Common additives are zinc oxide, carbon black, iron oxide, magnesium oxide, and sulfur. Adhesives have high peel strength and impact resistance and are at times marketed as two-component systems. 

A cure cycle of 15-30 min at 300-500°F and 50-200 psi pressure gives the best results. A short-term exposure to temperatures as high as 600°F can be tolerated, and the adhesive is suitable for continuous use to 250°F. Durability studies have been reported by Minford and Bethune. Superior fatigue resistance and complete resistance to outdoor exposure in the jungles of Panama has been shown by Bodner and Wegman for nitrile-phenolic-bonded aluminum specimens. 

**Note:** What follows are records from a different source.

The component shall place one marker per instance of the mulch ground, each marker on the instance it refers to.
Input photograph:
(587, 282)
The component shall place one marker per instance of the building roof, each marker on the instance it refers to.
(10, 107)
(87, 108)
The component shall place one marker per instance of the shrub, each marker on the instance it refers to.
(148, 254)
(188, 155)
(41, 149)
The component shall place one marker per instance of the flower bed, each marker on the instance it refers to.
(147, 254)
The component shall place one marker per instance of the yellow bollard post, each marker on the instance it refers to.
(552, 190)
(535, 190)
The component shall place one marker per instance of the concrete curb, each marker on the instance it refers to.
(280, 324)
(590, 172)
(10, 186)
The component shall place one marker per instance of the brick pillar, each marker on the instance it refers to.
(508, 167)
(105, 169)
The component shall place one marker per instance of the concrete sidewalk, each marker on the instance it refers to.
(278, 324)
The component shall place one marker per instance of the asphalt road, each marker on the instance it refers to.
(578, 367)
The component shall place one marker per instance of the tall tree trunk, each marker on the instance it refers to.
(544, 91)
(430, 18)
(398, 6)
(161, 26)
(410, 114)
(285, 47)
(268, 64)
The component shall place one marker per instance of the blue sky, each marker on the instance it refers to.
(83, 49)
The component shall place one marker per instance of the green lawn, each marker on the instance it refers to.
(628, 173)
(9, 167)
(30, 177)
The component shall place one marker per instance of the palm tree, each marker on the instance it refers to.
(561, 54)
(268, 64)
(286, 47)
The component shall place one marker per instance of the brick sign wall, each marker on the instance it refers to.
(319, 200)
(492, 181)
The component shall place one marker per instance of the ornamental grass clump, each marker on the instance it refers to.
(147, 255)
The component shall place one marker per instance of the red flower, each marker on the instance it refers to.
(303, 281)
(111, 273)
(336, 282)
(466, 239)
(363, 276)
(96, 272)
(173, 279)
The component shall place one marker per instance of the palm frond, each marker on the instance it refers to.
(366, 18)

Recently another type of nitrile rubber, cold rubber, such as Hycar 1041 and 1051 (Goodrich), has seen increased usage. 

The major disadvantages of the nitrile-phenolics are the high cure pressures and temperatures needed, whereas, as already mentioned, the current trend is towards cures at low (250°F) temperatures and pressures. The largest uses of this type of adhesive are for the assembly of brake shoes and clutch disks.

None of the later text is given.